But I recommend you open a support ticket, so a support engineer can look into this matter in more depth and due time.

blazej.s · May 5, 2023, 8:05am

Hi @robin.gierse and thanks for the reply.

After some more tryings we solved our problem in pretty good way.

Solution in distributed monitoring is to create new virtual machine or different site with different livestatus port. The next step is to add a new client and a new distributed connection, leaving the existing one as it is. After successfully connecting the new site (B), we need to go to Setup → Host and change the folder properties with the configuration of the old site (A) and change “Monitored site” from A to B.

obraz

Next, we adopt all the changes in our distributed monitoring to be clear with everything.

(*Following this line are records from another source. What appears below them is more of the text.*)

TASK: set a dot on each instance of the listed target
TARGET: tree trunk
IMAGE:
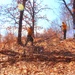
(74, 17)
(20, 27)
(20, 24)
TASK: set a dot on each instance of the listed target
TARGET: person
(64, 28)
(29, 36)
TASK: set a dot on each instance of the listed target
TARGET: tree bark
(20, 24)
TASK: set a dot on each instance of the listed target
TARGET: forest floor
(47, 57)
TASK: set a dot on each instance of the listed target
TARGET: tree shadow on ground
(55, 56)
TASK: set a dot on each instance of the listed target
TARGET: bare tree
(71, 12)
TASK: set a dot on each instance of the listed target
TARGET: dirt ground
(47, 57)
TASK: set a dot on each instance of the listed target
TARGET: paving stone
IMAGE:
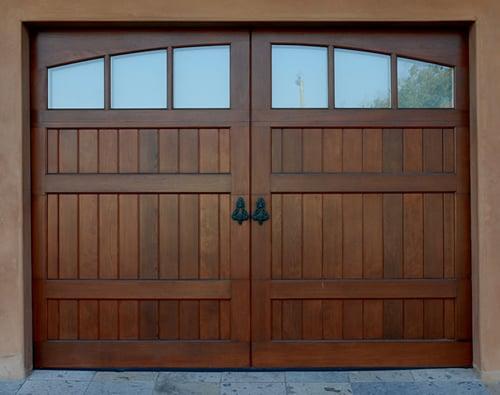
(114, 387)
(453, 374)
(253, 388)
(420, 388)
(178, 388)
(317, 377)
(318, 388)
(126, 376)
(191, 377)
(8, 387)
(53, 387)
(381, 376)
(494, 388)
(253, 377)
(79, 375)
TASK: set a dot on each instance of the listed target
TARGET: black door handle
(260, 214)
(240, 214)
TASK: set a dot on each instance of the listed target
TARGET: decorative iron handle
(260, 214)
(240, 214)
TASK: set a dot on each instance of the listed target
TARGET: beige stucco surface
(15, 299)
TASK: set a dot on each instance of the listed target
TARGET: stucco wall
(15, 299)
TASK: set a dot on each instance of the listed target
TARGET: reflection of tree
(426, 87)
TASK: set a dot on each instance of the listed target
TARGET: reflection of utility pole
(300, 83)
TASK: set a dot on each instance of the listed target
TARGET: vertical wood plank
(88, 236)
(52, 151)
(332, 150)
(292, 150)
(128, 312)
(433, 150)
(413, 235)
(68, 319)
(312, 236)
(68, 151)
(332, 319)
(129, 236)
(68, 237)
(352, 266)
(87, 151)
(209, 150)
(276, 237)
(129, 151)
(433, 235)
(169, 236)
(88, 320)
(332, 236)
(292, 319)
(392, 150)
(188, 236)
(393, 235)
(373, 255)
(433, 318)
(209, 236)
(108, 151)
(148, 151)
(108, 320)
(169, 150)
(352, 150)
(393, 319)
(52, 236)
(292, 237)
(276, 151)
(353, 319)
(108, 236)
(372, 150)
(412, 150)
(414, 319)
(189, 320)
(188, 151)
(312, 150)
(224, 151)
(373, 319)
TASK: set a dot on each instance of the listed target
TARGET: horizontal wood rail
(362, 354)
(134, 289)
(363, 289)
(141, 354)
(357, 183)
(136, 183)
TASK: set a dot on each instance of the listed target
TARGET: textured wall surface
(15, 298)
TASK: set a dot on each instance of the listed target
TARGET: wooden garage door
(137, 262)
(365, 261)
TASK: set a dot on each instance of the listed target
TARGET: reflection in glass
(362, 79)
(424, 85)
(139, 80)
(201, 77)
(299, 76)
(77, 85)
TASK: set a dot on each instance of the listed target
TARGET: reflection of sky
(201, 77)
(289, 62)
(361, 77)
(77, 85)
(404, 66)
(139, 80)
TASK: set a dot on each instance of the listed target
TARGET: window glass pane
(139, 80)
(201, 77)
(77, 85)
(424, 85)
(362, 79)
(299, 76)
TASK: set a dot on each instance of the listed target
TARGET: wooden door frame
(52, 47)
(267, 353)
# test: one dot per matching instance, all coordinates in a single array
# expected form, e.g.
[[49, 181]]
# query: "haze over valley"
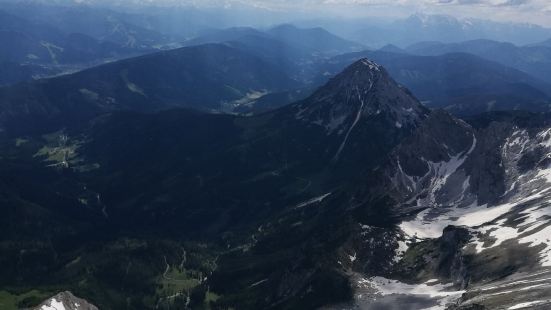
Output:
[[275, 154]]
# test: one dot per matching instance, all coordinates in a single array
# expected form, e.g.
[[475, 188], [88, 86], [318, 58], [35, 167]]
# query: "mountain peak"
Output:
[[362, 90]]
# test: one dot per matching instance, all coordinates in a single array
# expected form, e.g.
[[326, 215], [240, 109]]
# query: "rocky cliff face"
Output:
[[471, 198]]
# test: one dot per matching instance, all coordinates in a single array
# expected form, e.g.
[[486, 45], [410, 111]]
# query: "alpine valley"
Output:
[[219, 176]]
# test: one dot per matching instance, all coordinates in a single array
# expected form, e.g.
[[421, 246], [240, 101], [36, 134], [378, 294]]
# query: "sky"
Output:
[[523, 11]]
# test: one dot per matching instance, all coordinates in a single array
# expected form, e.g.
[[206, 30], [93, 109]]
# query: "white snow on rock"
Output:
[[443, 294], [53, 304], [312, 201]]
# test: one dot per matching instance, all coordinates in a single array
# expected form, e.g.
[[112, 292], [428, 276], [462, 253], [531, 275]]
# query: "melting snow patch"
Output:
[[313, 200], [53, 304], [443, 294]]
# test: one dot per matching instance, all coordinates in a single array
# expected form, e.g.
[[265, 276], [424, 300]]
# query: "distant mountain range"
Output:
[[351, 197], [534, 60], [211, 77], [444, 28], [462, 83]]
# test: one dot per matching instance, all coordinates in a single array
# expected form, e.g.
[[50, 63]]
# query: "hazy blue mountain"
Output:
[[356, 188], [39, 49], [98, 23], [535, 60], [317, 41], [423, 27], [208, 77], [460, 83], [546, 43], [311, 42], [293, 50]]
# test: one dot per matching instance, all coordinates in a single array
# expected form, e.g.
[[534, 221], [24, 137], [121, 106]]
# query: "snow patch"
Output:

When we change the monitored folder on site, each host is moved from folder A to folder B and site, with only host status or PING being displayed, depending on the configuration. In this steps rules are not implemented.

And this is where things get tricky. All the hosts are missing services and rules, but they are here in our environment in Master configuration. For a test, we need to choose a host that we remember that he has some services added, then when we perform service discovery, after a few seconds in our eyes will be prompted list of services that are already monitored, disabled or new. The trick is to add, remove or disable one of the services to update the data and assign rules. Then we go to Accept changes and any rule that was applied in site A will be moved to site B for that host.

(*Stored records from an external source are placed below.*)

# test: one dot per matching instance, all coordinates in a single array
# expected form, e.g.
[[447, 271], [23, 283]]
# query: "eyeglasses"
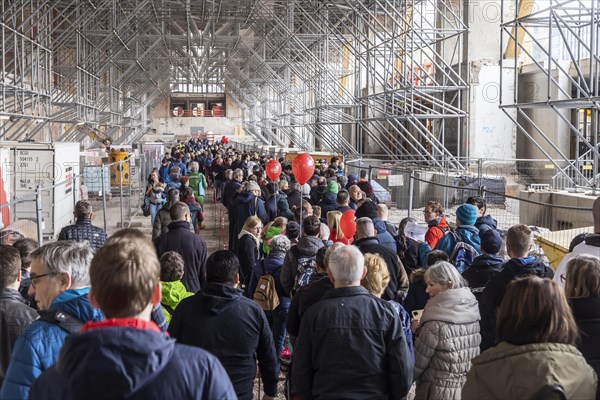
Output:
[[33, 278]]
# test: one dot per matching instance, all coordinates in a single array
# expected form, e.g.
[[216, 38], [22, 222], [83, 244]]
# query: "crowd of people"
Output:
[[318, 288]]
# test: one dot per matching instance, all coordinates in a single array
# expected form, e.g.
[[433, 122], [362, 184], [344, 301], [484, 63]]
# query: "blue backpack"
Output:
[[463, 254]]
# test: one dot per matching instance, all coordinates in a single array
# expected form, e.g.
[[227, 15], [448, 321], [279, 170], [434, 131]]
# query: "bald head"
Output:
[[364, 228], [596, 214]]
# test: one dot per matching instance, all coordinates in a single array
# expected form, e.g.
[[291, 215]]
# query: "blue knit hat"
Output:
[[491, 242], [466, 214]]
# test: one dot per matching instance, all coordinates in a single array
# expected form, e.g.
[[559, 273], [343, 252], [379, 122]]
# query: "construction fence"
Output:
[[115, 190], [554, 216]]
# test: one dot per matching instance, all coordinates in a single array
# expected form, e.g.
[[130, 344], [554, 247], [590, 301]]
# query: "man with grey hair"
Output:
[[83, 230], [60, 283], [191, 246], [367, 331], [367, 242]]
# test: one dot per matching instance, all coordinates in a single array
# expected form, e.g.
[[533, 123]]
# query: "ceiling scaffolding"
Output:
[[378, 76], [556, 41]]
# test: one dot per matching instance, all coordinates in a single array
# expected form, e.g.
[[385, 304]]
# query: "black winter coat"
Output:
[[192, 248], [82, 231], [129, 363], [328, 203], [304, 298], [15, 317], [398, 277], [480, 272], [496, 288], [586, 311], [351, 347], [234, 329]]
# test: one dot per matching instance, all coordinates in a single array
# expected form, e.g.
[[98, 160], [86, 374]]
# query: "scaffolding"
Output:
[[552, 46], [385, 77]]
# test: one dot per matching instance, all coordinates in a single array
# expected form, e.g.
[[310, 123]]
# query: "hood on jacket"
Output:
[[246, 197], [116, 361], [217, 297], [309, 245], [481, 222], [173, 293], [526, 266], [509, 371], [457, 306], [75, 302]]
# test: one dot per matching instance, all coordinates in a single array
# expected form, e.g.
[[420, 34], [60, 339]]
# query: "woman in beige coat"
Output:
[[447, 334]]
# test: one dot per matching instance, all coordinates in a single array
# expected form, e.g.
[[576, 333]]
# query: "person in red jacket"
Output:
[[437, 224]]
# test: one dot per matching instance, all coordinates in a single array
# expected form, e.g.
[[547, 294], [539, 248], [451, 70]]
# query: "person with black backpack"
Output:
[[271, 266], [60, 283], [463, 244], [301, 258]]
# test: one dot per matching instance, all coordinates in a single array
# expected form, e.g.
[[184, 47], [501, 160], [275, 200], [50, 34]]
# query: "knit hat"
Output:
[[251, 185], [466, 214], [491, 242], [292, 230], [367, 209], [280, 244], [333, 187], [306, 189]]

This was our test, if it works we can go to Setup → Host and do a bulk discovery of folder B. Our environment has 362 hosts with 6k services. The bulk finished after 7 hours. After some time we need to go to Setup → Background Jobs, find our discovery and check if the status is complete.

obraz

Then we have to repeat the tricky step because nothing will show up in our changes. So select a one host, do service discovery, add/remove/disable service, go to changes and activate. If there was a bulk run and it was finished, it was for all the hosts we have in the B folder and subfolder, even if the information is not displayed

Relax, if bulk discovery has completed, even with errors, this is information for us that CMK could not perform discovery because services are already being monitored and python script errors.

Then, as if with a magic wand, all hosts will have a service and rules properly moved from site A to site B. The only disadvantage is that we lose all historical monitoring data, but we do not have to configure everything from scratch or from the OS.

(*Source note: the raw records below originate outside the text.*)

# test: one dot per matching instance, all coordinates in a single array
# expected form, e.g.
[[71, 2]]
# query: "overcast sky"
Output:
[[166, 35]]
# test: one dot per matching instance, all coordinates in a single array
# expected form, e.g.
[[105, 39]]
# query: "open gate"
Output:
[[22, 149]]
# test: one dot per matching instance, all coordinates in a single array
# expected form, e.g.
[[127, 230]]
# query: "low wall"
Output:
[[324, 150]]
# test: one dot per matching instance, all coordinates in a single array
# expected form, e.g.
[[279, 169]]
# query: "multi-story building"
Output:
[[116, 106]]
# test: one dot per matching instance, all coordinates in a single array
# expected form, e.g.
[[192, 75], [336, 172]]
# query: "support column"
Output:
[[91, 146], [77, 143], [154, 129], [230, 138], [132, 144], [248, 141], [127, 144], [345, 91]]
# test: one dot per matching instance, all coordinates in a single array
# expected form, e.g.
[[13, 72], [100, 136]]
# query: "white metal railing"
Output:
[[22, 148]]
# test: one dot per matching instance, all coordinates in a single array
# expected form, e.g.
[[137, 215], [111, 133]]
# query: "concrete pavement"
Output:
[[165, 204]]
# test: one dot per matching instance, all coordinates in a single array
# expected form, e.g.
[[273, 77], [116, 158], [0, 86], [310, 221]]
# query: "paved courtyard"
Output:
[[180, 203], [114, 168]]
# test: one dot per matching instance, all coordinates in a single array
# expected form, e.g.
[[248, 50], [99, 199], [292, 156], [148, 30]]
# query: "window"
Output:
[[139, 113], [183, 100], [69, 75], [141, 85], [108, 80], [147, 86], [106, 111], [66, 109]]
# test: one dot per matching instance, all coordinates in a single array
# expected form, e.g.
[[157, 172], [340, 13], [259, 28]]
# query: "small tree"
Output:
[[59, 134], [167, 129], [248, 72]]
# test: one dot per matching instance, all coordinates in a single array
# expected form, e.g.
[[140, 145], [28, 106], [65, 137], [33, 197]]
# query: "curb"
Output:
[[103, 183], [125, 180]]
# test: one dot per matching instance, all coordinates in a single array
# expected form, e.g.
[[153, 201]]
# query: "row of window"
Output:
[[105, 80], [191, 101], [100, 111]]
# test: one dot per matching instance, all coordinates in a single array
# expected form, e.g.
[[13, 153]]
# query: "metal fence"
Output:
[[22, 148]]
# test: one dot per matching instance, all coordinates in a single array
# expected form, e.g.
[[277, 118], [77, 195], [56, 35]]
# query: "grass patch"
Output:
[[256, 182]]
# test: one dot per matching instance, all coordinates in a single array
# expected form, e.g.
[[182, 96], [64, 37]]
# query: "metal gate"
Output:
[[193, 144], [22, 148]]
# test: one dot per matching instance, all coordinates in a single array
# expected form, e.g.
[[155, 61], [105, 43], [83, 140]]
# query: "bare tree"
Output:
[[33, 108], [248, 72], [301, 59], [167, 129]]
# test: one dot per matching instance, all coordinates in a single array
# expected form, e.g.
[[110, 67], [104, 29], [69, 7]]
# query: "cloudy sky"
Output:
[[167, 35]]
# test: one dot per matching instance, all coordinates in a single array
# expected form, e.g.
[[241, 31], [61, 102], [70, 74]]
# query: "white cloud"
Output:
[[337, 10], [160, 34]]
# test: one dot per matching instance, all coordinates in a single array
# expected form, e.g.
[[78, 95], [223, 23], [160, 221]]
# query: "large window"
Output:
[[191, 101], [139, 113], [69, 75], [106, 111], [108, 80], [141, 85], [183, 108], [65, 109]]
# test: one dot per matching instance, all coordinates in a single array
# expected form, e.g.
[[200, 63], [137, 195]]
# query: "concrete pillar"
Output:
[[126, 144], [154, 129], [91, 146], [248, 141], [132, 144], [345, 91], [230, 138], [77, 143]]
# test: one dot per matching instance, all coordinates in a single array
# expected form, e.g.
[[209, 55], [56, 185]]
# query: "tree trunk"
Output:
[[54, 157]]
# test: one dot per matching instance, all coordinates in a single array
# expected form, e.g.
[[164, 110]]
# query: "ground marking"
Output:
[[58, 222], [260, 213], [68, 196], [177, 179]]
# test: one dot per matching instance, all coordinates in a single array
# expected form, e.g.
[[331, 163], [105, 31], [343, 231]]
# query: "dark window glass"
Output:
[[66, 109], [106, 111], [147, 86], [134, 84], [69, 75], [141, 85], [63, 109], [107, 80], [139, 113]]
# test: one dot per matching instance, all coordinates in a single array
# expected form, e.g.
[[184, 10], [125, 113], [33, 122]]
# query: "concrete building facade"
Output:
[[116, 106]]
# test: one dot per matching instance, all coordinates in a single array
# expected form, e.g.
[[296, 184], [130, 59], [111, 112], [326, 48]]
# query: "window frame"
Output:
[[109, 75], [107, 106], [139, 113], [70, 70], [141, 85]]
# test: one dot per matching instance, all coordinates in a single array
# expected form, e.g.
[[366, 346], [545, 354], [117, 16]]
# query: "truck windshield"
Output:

One last thing, in distributed monitoring, Site A and Site B need to have the Enable replication → Push configuration to this site option checked.

When we migrated, we didn’t make any changes to folders or rules, so everything was moved 1:1.

If anyone has any questions please feel free to ask, I hope everything I have described here will be helpful to someone and save many hours or days of repair time.

So far I have not deleted folder A, if I do I will update the thread on the forum if everything still works fine.

Sincerely,

robin.gierse · May 9, 2023, 10:43am

I am uncertain if I got everything, but this whole situation sounds very weird.
I have a very strong feeling there are problems way underneath the effects you see.
I am talking misconfigurations, misunderstandings and maybe even modifications under the hood.
Without a live view on the environment it will be impossible to give definitive statements though.
But I am very certain, that the solutions you describe should not be necessary to replace a failed Checkmk server. Far from it. It is very straight forward if there was no tampering.

Anyway, I am glad you could fix your situation.